Not Cease from Exploration

Wednesday, January 15, 2014

Things I'm doing differently in 2014

Unlike some, I actually rather enjoy the process of setting New Year's resolutions.  I really do.  Now I don't view them as really being anything more than part of life's normal planning process, but that doesn't matter, as the net impact is the same:  it's about challenging yourself to be better...to do better...to live some aspect of your life better.  I realize that I may be a little bit late to the game on this one, but who cares?  Dates are, for the most part, very arbitrary things anyway.

Without out further explanation, here are some of my goals in 2014.

  1. To Consciously Disconnect One Day a Week - Once all of the moving stuff is completely settled at the end of the month, I'm going to take one day out of the weekend and pretty much put the phones away.  Personal and work.  I may check it once, perhaps, and I am not sure which day, but I will have one day during the week when I will not be a walking connection to the Internet.  One day when the only way you will be able to deal with me will be through one of the old fashioned ways.
  2. To Dramatically Reduce Multi-Tasking - I have a number of habits (such as almost constant note taking, using my phones, etc.) that I employ basically as an excuse to keep my mind on 4 different things at once.  It's a neat trick, but I need to stop that, and I need to make the conscious decision to be present.  "Present" as in actually attuned and focused on what I am doing at that moment.  I owe that not only to those I work with, but for my family and loved ones as well.  Mostly though, I owe it to myself.  I deserve to not have my mind working in constant swirls, as it's ultimately both unproductive and stressful.
  3. To Practice Calm - I will make a conscious effort to be calm, to not allow myself to be dragged down by negative thoughts, and to listen to what my body and my mind is telling me at all times.  My goal is to try and appreciate that in life, every moment truly counts, so way allow myself to get mentally bogged down?  I know, easier said than done, but that's why this is a goal.
The above relate to creating a better place in which my head can reside.  I know that's rather odd sounding, but it's kind of like cleaning up the mental air that I breathe.  Right now I have a lot of mental pollution that impedes my ability to truly live life to the fullest.

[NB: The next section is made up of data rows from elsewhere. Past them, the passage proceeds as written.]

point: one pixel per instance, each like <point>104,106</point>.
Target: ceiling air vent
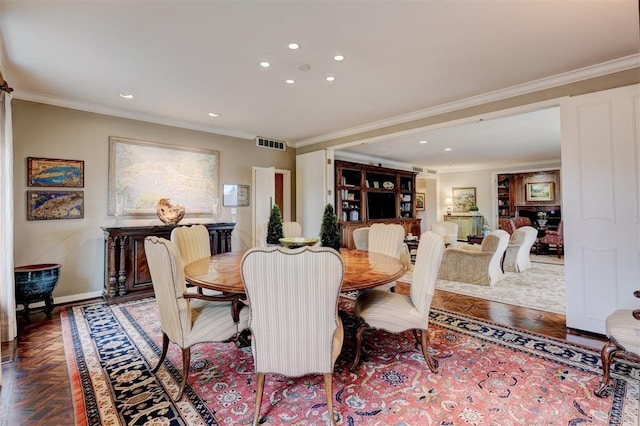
<point>271,143</point>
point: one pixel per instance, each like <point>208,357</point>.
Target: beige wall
<point>52,132</point>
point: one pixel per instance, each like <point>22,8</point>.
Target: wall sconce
<point>448,206</point>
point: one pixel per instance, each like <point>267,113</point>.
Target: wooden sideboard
<point>126,274</point>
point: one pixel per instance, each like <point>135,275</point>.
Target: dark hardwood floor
<point>36,389</point>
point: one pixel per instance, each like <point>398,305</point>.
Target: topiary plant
<point>274,228</point>
<point>329,232</point>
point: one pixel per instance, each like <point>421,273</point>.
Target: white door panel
<point>601,204</point>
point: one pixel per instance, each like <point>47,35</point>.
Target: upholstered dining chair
<point>389,239</point>
<point>361,238</point>
<point>554,238</point>
<point>186,319</point>
<point>476,264</point>
<point>397,313</point>
<point>291,229</point>
<point>193,243</point>
<point>449,230</point>
<point>294,323</point>
<point>623,332</point>
<point>516,258</point>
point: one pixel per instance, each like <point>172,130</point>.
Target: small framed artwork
<point>54,172</point>
<point>235,195</point>
<point>47,205</point>
<point>540,191</point>
<point>420,200</point>
<point>463,198</point>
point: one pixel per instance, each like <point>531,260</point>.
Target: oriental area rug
<point>488,375</point>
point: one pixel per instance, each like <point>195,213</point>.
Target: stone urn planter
<point>35,283</point>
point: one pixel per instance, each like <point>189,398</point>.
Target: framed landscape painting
<point>54,172</point>
<point>540,191</point>
<point>46,205</point>
<point>141,173</point>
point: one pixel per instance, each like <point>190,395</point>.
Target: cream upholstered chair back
<point>425,271</point>
<point>186,319</point>
<point>448,230</point>
<point>192,242</point>
<point>386,239</point>
<point>516,258</point>
<point>293,296</point>
<point>361,238</point>
<point>291,229</point>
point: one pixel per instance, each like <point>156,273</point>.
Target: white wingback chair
<point>476,264</point>
<point>396,313</point>
<point>186,319</point>
<point>193,243</point>
<point>516,258</point>
<point>389,239</point>
<point>449,230</point>
<point>294,323</point>
<point>291,229</point>
<point>361,238</point>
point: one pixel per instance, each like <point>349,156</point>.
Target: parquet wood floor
<point>36,389</point>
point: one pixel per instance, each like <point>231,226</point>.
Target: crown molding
<point>598,70</point>
<point>115,112</point>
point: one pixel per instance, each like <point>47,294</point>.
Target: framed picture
<point>46,205</point>
<point>54,172</point>
<point>141,173</point>
<point>235,195</point>
<point>463,198</point>
<point>420,201</point>
<point>540,191</point>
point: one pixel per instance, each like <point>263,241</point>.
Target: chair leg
<point>607,352</point>
<point>165,347</point>
<point>186,361</point>
<point>433,364</point>
<point>328,389</point>
<point>361,329</point>
<point>259,390</point>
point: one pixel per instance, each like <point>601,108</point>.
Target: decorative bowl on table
<point>298,242</point>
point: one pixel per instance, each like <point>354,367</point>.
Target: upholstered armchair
<point>193,243</point>
<point>554,238</point>
<point>520,221</point>
<point>361,238</point>
<point>448,230</point>
<point>476,264</point>
<point>506,224</point>
<point>623,332</point>
<point>186,319</point>
<point>294,323</point>
<point>291,229</point>
<point>389,239</point>
<point>396,313</point>
<point>516,258</point>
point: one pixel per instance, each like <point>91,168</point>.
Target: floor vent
<point>271,143</point>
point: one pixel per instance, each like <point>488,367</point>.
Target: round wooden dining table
<point>362,270</point>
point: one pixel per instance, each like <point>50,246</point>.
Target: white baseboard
<point>64,299</point>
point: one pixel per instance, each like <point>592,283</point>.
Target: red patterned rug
<point>489,375</point>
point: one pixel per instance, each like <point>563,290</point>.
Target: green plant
<point>274,228</point>
<point>329,232</point>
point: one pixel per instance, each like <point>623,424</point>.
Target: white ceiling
<point>184,59</point>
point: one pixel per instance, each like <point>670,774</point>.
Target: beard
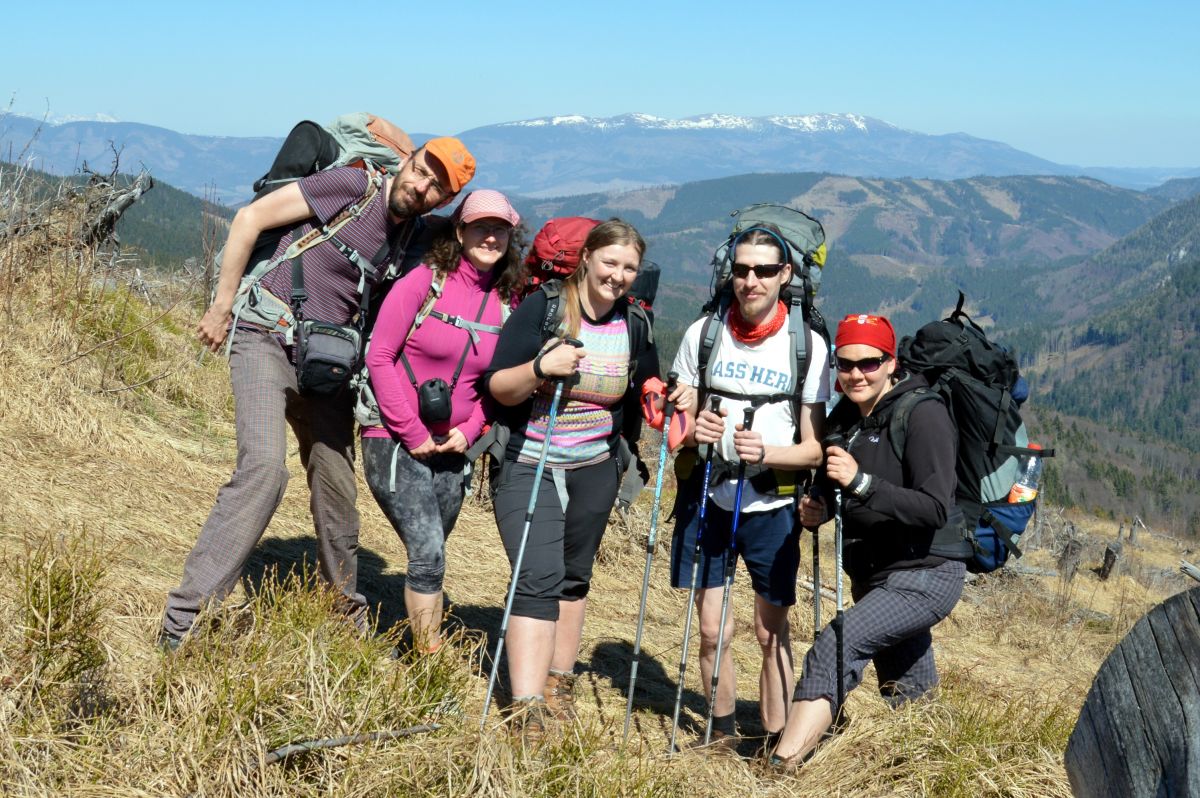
<point>402,204</point>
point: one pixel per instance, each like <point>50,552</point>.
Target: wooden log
<point>1139,731</point>
<point>1189,569</point>
<point>1111,555</point>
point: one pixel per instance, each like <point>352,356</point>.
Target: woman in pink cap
<point>904,547</point>
<point>435,335</point>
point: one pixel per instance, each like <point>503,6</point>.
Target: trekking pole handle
<point>834,439</point>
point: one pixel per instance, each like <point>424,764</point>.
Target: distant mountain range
<point>573,155</point>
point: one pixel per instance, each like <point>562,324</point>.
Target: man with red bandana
<point>751,364</point>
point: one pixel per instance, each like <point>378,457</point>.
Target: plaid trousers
<point>265,402</point>
<point>889,625</point>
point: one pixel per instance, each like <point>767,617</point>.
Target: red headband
<point>871,330</point>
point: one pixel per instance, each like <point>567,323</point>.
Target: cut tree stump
<point>1111,555</point>
<point>1139,730</point>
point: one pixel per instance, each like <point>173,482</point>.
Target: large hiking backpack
<point>351,139</point>
<point>983,391</point>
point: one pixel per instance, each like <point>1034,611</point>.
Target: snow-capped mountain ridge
<point>807,123</point>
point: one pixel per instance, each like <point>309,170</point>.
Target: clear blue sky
<point>1098,83</point>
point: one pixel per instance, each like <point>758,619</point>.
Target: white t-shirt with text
<point>756,370</point>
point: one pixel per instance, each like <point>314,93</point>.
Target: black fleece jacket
<point>893,526</point>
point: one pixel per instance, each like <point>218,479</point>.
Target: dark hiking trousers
<point>889,625</point>
<point>562,547</point>
<point>423,508</point>
<point>265,402</point>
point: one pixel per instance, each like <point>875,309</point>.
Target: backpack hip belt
<point>269,311</point>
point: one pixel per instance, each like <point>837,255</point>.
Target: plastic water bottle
<point>1025,489</point>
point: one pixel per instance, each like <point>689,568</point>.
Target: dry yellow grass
<point>131,474</point>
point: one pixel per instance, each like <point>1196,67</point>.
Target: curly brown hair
<point>445,255</point>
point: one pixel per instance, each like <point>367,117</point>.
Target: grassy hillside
<point>115,439</point>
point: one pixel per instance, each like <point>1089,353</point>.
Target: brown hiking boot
<point>559,695</point>
<point>527,720</point>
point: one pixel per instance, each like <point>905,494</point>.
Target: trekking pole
<point>730,563</point>
<point>715,407</point>
<point>651,543</point>
<point>525,537</point>
<point>835,439</point>
<point>816,575</point>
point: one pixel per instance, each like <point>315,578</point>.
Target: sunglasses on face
<point>490,228</point>
<point>867,365</point>
<point>762,271</point>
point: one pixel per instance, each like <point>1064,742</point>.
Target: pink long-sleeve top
<point>433,351</point>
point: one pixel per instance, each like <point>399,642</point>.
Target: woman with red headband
<point>905,576</point>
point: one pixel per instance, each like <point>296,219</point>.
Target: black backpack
<point>983,390</point>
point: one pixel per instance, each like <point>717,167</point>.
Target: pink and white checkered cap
<point>486,203</point>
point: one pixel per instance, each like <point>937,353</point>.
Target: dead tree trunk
<point>1139,731</point>
<point>1068,561</point>
<point>1111,555</point>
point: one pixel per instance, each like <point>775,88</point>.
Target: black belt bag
<point>327,357</point>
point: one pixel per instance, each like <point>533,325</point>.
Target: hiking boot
<point>168,643</point>
<point>527,720</point>
<point>559,695</point>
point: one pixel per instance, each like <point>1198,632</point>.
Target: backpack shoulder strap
<point>641,334</point>
<point>709,339</point>
<point>798,331</point>
<point>553,316</point>
<point>431,299</point>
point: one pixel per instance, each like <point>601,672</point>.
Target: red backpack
<point>556,250</point>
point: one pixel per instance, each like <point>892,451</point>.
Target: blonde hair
<point>613,232</point>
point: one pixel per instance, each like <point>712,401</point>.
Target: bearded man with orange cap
<point>359,221</point>
<point>904,550</point>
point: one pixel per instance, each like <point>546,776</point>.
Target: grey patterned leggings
<point>889,625</point>
<point>423,509</point>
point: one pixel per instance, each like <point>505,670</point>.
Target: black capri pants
<point>562,546</point>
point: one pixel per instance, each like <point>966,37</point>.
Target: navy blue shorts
<point>768,543</point>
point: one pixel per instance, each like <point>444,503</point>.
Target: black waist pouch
<point>327,357</point>
<point>433,402</point>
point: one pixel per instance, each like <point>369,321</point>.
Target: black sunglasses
<point>762,271</point>
<point>867,365</point>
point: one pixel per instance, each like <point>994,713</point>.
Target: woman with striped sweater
<point>582,473</point>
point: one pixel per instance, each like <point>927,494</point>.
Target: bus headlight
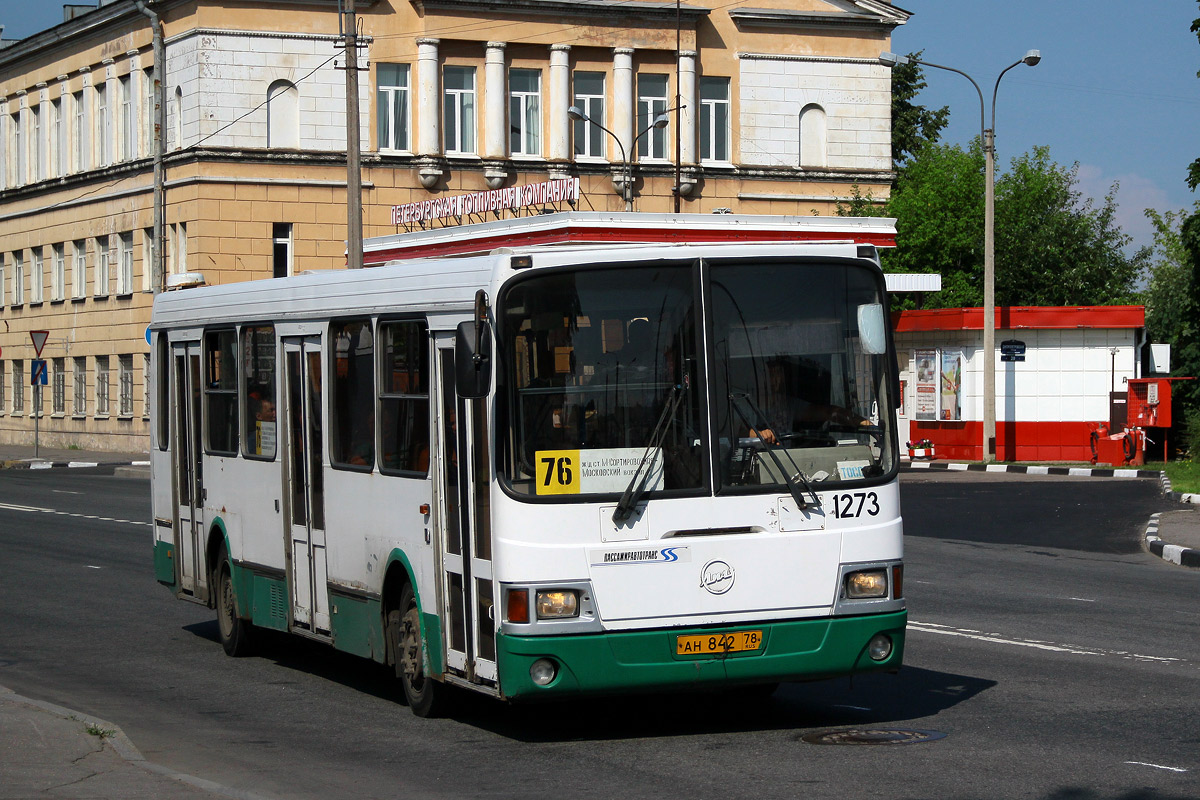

The next two relate to my body.
  1. To Eat Better - I have to treat my body better.  I need to be eating more fruits and vegetables and less red meat.  I need to stop treating what I eat as something that doesn't matter, because it does.
  2. To Exercise More - There have  been far too many reasons why I have been able to put off going to the gym on a regular basis.  That needs to stop.  I need to find a new routine.  Now more than ever, as I turn 50 in a few months, it's essential that I become even more active.

These are boiler-plate kinds of things, but they are still important.

The last two relate to building my mental stamina.
  1. To Read More and Better - I read a lot, every day, but like my eating, I tend to read a lot of things that represent the equivalent of empty calories.  I need to focus more on reading things that either make me really happy or which make me a better person.  Now the category of "make me really happy" is pretty darn broad, but that's okay. 
  2. To Really Pay Attention to My Career - I'm not all that interested in promotions and the like (I know, that's the equivalent of sacrilege in the business world, but so be it), but I am interested having a bigger impact at work.  I need to better focus my energies on those things that will have the biggest impact on the people I work with and serve (be they an executive or someone in the mail room).  This means doing more of the things that energize me and it means really, truly engaging in self development.  It's time to start practicing what I preach to others.  It's time to stop hoarding for some future date the encouragement, trust and support that others have given me.

Noble stuff, to be sure, but certainly very attainable.  Besides, for all of these things, there isn't a single goal to be accomplished; no for all, it's about journey.  

2 comments:

Mike Sporer said...

I think what some consider multi-tasking is impossible for humans. Check out http://brainrules.net/ Dr. John Medina.

Quieting the mind is great. The positive results is noticed in retrospect and very subtle, Stephen. It must become a practice.

Stephen Albert said...

Thanks for the comment and the reference Mike; I'll check out Brain Rules. I love the brain mechanics stuff; I'd recommend "You Are Not Your Brain" by Drs Schwartz & Gladding.

The multi-tasking thing is interesting. It's one of those few things in life that everyone knows is both bad for you and ineffective, yet it's still an admired trait. For me, it's almost hardwired. I always have someone top of mind and a few things processing kind of in the background. It can make falling asleep very difficult.